Hint: You might want to add + Sleep_position + Bedshare to the tableby() function call.

Summary

We have had a busy hour learning about simple statistical testing for categorical and continuous variables. These crude tests can be used if we are not concerned about the influence of third or confounding variables.

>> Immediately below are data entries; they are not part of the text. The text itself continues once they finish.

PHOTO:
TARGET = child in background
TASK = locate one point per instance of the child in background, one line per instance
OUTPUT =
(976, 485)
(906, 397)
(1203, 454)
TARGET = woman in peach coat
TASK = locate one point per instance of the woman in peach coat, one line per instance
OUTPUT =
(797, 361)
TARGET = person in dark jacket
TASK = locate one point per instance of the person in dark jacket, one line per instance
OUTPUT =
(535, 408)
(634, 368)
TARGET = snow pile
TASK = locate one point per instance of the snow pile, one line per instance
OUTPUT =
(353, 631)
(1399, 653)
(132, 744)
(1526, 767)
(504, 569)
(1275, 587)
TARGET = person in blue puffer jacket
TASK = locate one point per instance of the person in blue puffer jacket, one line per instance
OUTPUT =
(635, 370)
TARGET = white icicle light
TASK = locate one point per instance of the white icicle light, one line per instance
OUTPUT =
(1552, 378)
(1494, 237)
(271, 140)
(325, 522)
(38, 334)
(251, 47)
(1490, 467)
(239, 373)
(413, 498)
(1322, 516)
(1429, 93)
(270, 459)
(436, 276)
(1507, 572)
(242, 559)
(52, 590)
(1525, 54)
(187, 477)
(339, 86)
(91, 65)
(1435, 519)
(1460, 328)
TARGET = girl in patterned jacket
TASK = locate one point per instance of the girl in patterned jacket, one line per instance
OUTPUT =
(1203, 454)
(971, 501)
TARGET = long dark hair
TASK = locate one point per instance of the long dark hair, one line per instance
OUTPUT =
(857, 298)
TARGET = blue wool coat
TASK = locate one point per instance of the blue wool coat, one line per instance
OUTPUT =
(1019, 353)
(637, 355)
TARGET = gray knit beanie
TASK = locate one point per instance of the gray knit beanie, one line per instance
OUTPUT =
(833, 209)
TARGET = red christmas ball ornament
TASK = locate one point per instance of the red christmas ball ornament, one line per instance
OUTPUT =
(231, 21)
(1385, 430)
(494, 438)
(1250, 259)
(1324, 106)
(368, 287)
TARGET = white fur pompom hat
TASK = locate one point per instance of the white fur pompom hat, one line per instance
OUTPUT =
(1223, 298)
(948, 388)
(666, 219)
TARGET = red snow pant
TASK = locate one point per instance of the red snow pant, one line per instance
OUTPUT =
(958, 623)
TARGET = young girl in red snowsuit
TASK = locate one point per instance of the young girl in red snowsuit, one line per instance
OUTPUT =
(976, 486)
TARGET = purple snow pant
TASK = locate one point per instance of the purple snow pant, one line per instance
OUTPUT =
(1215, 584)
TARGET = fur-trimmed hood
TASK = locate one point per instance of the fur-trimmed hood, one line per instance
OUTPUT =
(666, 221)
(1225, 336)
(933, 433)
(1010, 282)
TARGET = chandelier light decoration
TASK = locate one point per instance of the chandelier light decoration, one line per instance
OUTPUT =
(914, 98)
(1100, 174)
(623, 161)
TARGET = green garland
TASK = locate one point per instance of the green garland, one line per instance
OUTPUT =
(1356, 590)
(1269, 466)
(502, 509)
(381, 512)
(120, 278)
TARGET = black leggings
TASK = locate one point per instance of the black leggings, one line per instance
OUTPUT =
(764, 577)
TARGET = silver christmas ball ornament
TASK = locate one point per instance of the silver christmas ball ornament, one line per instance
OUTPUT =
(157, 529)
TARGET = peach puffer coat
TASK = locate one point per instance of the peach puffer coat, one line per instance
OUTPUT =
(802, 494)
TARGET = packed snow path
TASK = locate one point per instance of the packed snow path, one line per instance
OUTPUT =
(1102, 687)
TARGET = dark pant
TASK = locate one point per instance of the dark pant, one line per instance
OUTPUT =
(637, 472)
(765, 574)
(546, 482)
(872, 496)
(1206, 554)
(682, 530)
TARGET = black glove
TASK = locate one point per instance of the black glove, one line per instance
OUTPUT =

Please visualise statistical tests with a plot before doing the formal test.
For categorical exposures and outcomes, we often use chi-square tests or Fisher exact tests.
For categorical exposures and continuous outcomes or vice versa, we often use \(t\)-tests or ANOVA (analysis of variance).
Remember, the \(P\)-value is a conditional probability. The condition is that the null or no effect hypothesis is true and the P-value tells us how frequent our results or more extreme would occur given this belief. If the \(P\)-value is less than 0.05, then we abandon the null belief, and instead believe that the exposure and outcome are associated. Remember, statistical association is different from causation.

🔑 Key R 📚 libraries used

lattice - for creating histograms and other visualizations by groups
epitools - for calculating odds ratios and risk ratios with confidence intervals
arsenal - for creating publication-ready summary tables
epiDisplay - for epidemiological data display and analysis

🎯 Essential R commands

Data visualization: - lattice::histogram() - create histograms, can split by groups using | - boxplot() - compare distributions between groups using formula notation y ~ x - panel.abline() - add reference lines (like means) to plots

Statistical testing: - t.test() - compare means between two groups - table() - create cross-tabulation (contingency tables) for categorical variables - factor() - convert variables to factors and set category order using levels

Effect measures: - epitools::oddsratio() - calculate odds ratios with confidence intervals - epitools::riskratio() - calculate risk ratios with confidence intervals

Publication tables: - arsenal::tableby() - create summary tables comparing multiple variables by groups - summary() - display the tableby results (use text = TRUE for plain text)

Homework

Try and emulate these analyses in a desktop version of posit.

Import the data
Make both histograms and boxplots which illustrate whether there is a difference in Gestation (time from conception to birth) between cases and controls?
Test for statistical significance between cases and controls for Gestation.
Could such an association explain the observed differences in birth weight?
Make an appropriate table of these results for publication!